Os mecanismos de controle do país já são falhos". O documento reúne os dados mais recentes sobre o assunto, impulsionado pelo fato de o Brasil ter se tornado, nos últimos três anos, o maior mercado consumidor de agrotóxicos no mundo. O dossiê é encabeçado pela Associação Brasileira de Pós Graduação em Saúde Coletiva (Abrasco), em parceria com a Universidade de Brasília (UNB), a Universidade Federal do Ceará (UFCE) e a Fiocruz do Rio de Janeiro. Um dos estudos que será apresentado é do médico e pesquisador da Universidade Federal do Mato Grosso Vanderlei Pignatti, ainda inédito. Ele analisou o sangue e a urina de professores das áreas urbanas e rurais das cidades de Lucas do Rio Verde e Campo Verde, no Mato Grosso do Sul.
Foram colhidas amostras de 79 professores, 35 em duas escolas da área rural e 39 em duas na área urbana. Havia sinais de agrotóxicos em 70 amostras. Entre os professores da Zona Rural, o nível de resíduos encontrado foi o dobro da zona urbana. Segundo Pignatti, trata-se de um alerta: "Muitos têm intoxicação crônica, que acontece por conta de exposição contínua aos agrotóxicos. Isso pode desencadear várias doenças". Ainda de acordo com Pignatti, muitas escolas nas áreas rurais ficam a menos de dez metros de plantações de soja, milho ou algodão, o que significa um risco grave à saúde de alunos e professores. Há uma lei, de 2008, que obriga uma distância de pelo menos 500 metros para a pulverização de agrotóxicos, mas ela não é cumprida em muitos municípios. De acordo com o professor, há 71 cidades do país nessa situação. Em outra pesquisa, Pignatti detectou agrotóxicos no leite materno. Foram colhidas amostras de 62 mães da área rural de Lucas do Rio Verde e em todas foi encontrado DDT, substância proibida no Brasil desde 1985.
Como todas as mães nasceram antes do período, foram contaminadas e até hoje possuem a substância no corpo. Além disso, em 76% foi encontrado o agrotóxico Endosulfan, proibido em toda a Europa, que só será retirado Brasil em 2013. As instituições responsáveis pelo dossiê fazem parte da Campanha Permanente contra Agrotóxicos e pela Vida, criada há pouco mais de um ano.

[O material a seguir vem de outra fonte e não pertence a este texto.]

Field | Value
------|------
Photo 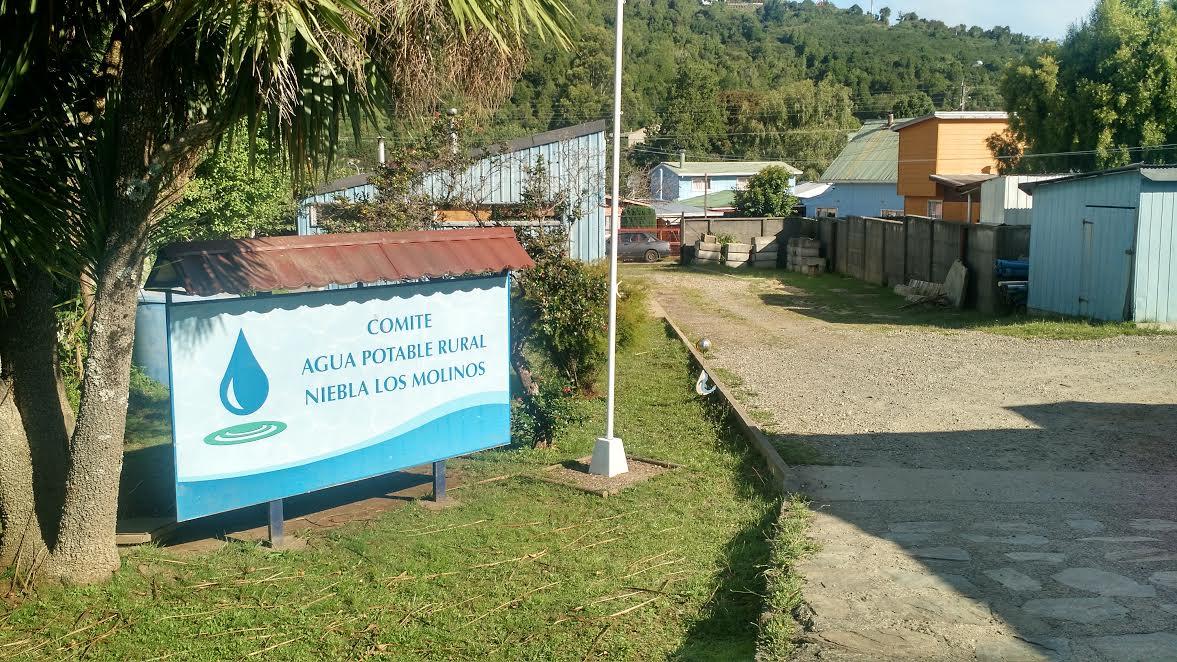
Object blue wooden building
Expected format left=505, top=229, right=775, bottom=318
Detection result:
left=650, top=157, right=802, bottom=201
left=1022, top=165, right=1177, bottom=324
left=802, top=120, right=904, bottom=218
left=298, top=120, right=609, bottom=262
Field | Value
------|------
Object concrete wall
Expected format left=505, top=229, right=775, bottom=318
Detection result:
left=878, top=220, right=907, bottom=286
left=680, top=217, right=800, bottom=246
left=828, top=217, right=1030, bottom=313
left=1132, top=181, right=1177, bottom=324
left=904, top=217, right=932, bottom=282
left=1026, top=171, right=1141, bottom=319
left=298, top=130, right=607, bottom=262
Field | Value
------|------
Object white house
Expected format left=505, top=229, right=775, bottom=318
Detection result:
left=650, top=159, right=802, bottom=200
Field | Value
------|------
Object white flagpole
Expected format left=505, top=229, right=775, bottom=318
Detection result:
left=589, top=0, right=630, bottom=477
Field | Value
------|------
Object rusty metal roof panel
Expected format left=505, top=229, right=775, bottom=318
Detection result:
left=147, top=227, right=533, bottom=297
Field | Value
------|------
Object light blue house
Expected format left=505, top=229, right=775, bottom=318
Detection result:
left=1022, top=165, right=1177, bottom=324
left=802, top=120, right=903, bottom=218
left=298, top=120, right=609, bottom=262
left=650, top=158, right=802, bottom=201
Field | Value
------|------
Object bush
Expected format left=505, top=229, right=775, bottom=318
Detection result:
left=512, top=226, right=646, bottom=393
left=621, top=205, right=658, bottom=227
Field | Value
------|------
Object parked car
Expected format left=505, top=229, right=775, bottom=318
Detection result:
left=605, top=232, right=670, bottom=262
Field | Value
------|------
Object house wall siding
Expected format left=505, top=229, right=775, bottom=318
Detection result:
left=1028, top=171, right=1141, bottom=319
left=1132, top=181, right=1177, bottom=324
left=802, top=183, right=903, bottom=217
left=298, top=131, right=606, bottom=262
left=929, top=120, right=1008, bottom=174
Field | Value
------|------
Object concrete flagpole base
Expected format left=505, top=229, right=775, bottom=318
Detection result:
left=589, top=437, right=630, bottom=478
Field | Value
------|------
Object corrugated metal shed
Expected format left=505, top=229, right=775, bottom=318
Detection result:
left=147, top=227, right=534, bottom=297
left=1022, top=166, right=1177, bottom=323
left=820, top=120, right=902, bottom=184
left=298, top=120, right=609, bottom=262
left=980, top=174, right=1059, bottom=225
left=424, top=120, right=609, bottom=262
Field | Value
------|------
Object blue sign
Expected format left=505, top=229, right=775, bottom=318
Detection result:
left=168, top=276, right=511, bottom=521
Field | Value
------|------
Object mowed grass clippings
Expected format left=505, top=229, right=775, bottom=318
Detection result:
left=0, top=322, right=779, bottom=660
left=687, top=266, right=1177, bottom=340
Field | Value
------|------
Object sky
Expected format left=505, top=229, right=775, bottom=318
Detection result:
left=833, top=0, right=1095, bottom=39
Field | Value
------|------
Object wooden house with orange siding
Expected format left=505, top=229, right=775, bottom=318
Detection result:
left=892, top=112, right=1009, bottom=223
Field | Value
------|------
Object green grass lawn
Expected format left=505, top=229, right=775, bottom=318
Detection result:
left=0, top=322, right=802, bottom=660
left=665, top=265, right=1177, bottom=340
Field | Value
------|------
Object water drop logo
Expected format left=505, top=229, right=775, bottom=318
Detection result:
left=205, top=331, right=286, bottom=446
left=221, top=331, right=270, bottom=416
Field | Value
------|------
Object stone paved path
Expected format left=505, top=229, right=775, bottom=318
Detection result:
left=643, top=269, right=1177, bottom=662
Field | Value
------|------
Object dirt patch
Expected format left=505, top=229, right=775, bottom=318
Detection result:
left=537, top=457, right=679, bottom=497
left=644, top=267, right=1177, bottom=472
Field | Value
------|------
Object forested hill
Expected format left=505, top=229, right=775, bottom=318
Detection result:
left=485, top=0, right=1040, bottom=177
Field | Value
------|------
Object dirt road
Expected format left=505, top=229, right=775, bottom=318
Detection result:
left=629, top=266, right=1177, bottom=660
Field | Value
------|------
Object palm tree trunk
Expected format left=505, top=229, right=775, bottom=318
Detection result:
left=45, top=235, right=144, bottom=583
left=0, top=270, right=73, bottom=575
left=0, top=379, right=46, bottom=577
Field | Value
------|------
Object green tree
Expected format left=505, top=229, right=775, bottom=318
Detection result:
left=0, top=0, right=568, bottom=583
left=160, top=134, right=295, bottom=241
left=650, top=61, right=725, bottom=160
left=995, top=0, right=1177, bottom=172
left=891, top=92, right=936, bottom=118
left=736, top=166, right=797, bottom=217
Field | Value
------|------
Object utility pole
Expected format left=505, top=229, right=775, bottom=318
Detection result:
left=589, top=0, right=630, bottom=478
left=446, top=108, right=458, bottom=155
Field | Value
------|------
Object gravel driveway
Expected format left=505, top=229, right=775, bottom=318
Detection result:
left=640, top=266, right=1177, bottom=660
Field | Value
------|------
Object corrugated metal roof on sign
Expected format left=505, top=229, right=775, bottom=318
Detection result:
left=820, top=121, right=899, bottom=184
left=661, top=161, right=802, bottom=177
left=147, top=227, right=534, bottom=297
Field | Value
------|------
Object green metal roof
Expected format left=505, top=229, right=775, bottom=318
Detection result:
left=678, top=191, right=736, bottom=210
left=820, top=120, right=899, bottom=184
left=661, top=161, right=802, bottom=177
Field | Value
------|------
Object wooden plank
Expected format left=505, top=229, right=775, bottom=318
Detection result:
left=663, top=313, right=798, bottom=492
left=114, top=517, right=178, bottom=547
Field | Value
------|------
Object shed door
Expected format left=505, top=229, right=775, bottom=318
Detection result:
left=1079, top=207, right=1136, bottom=320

O objetivo é mostrar que agrotóxicos são uma escolha não relacionada apenas à economia. Os insumos químicos aumentam a produtividade. Mas, quando se avalia a sustentabilidade, vê se que há desgaste de solos, danos à saúde e dependência econômica dos agricultores. Não faltam histórias como a do agricultor Nilfo Wandstheer. Morador de Lucas do Rio Verde, ele foi diagnosticado com intoxicação crônica, e sua mulher teve um aborto espontâneo. Há seis anos, Nilfo e a esposa estavam na cidade quando pulverizou agrotóxicos em toda a cidade, com um avião, num caso que ficou famoso à época. "Fugimos das lavouras de fumo no Sul, onde eu já tinha me intoxicado, mas aqui as plantações de algodão e soja também têm muitos agrotóxicos. As pessoas passam mal e não sabem a causa".
O principal desafio dos médicos é provar os danos causados pelos agrotóxicos, já que os sistemas nacionais têm índices imensos de subnotificação, segundo a pesquisadora da Fiocruz e coordenadora do Sistema Nacional de Intoxicação (Sinitox), Rosany Bochbochner: "Os médicos não são capacitados para diagnosticar as intoxicações. Isso cria brechas que as empresas usam para desqualificar os dados". A pesquisadora da Universidade Federal de Ceará Raquel Rigotto estuda agricultores na região do Baixo Jaguaribe (PE), onde a fruticultura irrigada cresceu com a chegada de transnacionais. Ela pesquisou 545 agricultores e concluiu que 30,7% deles apresentavam sintomas de intoxicação no momento da entrevista. "O número de intoxicações é altíssimo, mas o SUS (Serviço Único de Saúde) não está pronto para identificar".